Tattersall M H
Department of Cancer Medicine, University of Sydney, New South Wales, Australia.
J Natl Cancer Inst Monogr. 1996(21):101-3.
Radiotherapy is standard treatment for women with locally advanced cervical cancer (stage IIB-IVA). Radiotherapy fails to control disease progression within the irradiated field in more than 40% of patients. The disease bulk is a major factor limiting the curative probability of pelvic radiotherapy. Chemotherapy has been integrated with pelvic radiotherapy with the goal of improving local tumor control and treating microscopic metastases outside the radiotherapy field. Simultaneous chemotherapy and radiotherapy, neoadjuvant chemotherapy followed by radiotherapy, and adjuvant chemotherapy after radiotherapy, have been investigated. Hydroxyurea during pelvic radiotherapy has been reported to be associated with an improved progression-free (P = .05) and survival (P = .066) advantage. Several randomized trials of concomitant radiotherapy with fluorouracil, mitomycin, or cisplatin have been completed, but no results are published. Neoadjuvant chemotherapy with cisplatin-containing regimens followed by radiotherapy has been studied in several randomized trials. Although tumor response after chemotherapy is reported in more than 50% of patients, no improvement in local disease control or in survival has been noted overall.
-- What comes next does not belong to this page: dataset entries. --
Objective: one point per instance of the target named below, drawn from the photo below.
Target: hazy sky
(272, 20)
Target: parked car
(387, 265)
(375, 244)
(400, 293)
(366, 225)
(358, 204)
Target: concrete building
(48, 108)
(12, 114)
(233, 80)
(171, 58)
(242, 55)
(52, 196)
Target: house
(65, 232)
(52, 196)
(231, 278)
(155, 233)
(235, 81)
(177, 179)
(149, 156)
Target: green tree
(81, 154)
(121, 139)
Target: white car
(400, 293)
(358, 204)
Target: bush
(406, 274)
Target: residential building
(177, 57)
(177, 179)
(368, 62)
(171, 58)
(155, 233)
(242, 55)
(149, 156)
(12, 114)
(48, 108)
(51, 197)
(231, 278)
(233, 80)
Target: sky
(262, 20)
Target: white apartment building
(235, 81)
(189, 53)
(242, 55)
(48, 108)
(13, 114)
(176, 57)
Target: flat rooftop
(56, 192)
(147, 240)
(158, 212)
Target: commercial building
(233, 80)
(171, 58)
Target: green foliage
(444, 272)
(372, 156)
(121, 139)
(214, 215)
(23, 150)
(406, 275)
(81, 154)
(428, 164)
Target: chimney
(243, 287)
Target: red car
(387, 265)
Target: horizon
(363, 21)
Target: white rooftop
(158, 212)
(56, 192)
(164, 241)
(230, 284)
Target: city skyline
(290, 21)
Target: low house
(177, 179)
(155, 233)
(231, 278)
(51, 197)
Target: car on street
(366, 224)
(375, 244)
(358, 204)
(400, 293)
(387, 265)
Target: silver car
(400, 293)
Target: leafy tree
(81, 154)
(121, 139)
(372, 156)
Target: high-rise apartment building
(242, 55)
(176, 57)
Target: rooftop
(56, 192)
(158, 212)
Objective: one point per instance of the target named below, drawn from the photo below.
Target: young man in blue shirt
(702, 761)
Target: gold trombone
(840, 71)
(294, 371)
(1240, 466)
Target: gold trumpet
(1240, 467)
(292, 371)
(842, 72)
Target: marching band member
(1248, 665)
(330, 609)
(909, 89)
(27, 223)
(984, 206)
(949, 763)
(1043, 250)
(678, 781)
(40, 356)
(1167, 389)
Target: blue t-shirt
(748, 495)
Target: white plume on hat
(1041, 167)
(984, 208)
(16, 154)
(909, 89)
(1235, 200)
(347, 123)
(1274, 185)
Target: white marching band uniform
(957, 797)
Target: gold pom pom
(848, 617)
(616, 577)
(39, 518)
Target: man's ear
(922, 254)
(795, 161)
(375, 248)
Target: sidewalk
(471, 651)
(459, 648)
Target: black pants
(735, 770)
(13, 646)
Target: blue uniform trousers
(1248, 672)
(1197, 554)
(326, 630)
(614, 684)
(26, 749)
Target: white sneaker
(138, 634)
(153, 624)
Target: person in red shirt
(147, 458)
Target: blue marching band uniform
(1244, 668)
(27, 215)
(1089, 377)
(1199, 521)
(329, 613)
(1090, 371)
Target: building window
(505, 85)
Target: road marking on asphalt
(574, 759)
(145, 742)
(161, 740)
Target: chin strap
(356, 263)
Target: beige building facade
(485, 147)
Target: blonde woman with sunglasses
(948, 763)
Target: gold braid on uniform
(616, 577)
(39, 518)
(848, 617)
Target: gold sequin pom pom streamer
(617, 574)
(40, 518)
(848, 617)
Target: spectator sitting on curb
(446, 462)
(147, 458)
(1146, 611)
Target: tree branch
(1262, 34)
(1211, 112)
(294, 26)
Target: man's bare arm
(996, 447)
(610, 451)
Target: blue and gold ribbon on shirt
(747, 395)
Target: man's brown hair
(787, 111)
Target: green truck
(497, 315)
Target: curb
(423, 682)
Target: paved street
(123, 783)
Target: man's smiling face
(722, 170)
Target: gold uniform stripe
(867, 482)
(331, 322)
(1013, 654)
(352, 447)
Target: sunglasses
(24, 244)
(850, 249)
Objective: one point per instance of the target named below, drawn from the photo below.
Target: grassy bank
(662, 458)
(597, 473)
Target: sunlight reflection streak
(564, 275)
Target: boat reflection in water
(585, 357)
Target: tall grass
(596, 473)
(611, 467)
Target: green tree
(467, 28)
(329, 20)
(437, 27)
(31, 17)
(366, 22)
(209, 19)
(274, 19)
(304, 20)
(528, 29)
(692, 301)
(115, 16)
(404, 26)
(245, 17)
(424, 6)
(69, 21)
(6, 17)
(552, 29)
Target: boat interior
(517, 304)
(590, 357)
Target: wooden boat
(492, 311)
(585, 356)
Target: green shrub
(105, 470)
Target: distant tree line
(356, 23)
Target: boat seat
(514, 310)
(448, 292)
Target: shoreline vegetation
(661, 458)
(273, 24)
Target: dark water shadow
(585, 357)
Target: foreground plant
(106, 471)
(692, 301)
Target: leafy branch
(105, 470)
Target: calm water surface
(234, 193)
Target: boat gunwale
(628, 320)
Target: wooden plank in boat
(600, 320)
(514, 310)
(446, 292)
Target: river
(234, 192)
In one large trial, neoadjuvant chemotherapy was inferior to standard pelvic radiotherapy in terms of local control and survival. Adjuvant chemotherapy after radiotherapy has been little studied, and no randomized trials have been reported. The results of trials in progress or completed but not yet reported will determine further clinical research directions. Chemotherapy during and after pelvic radiation therapy has been little studied.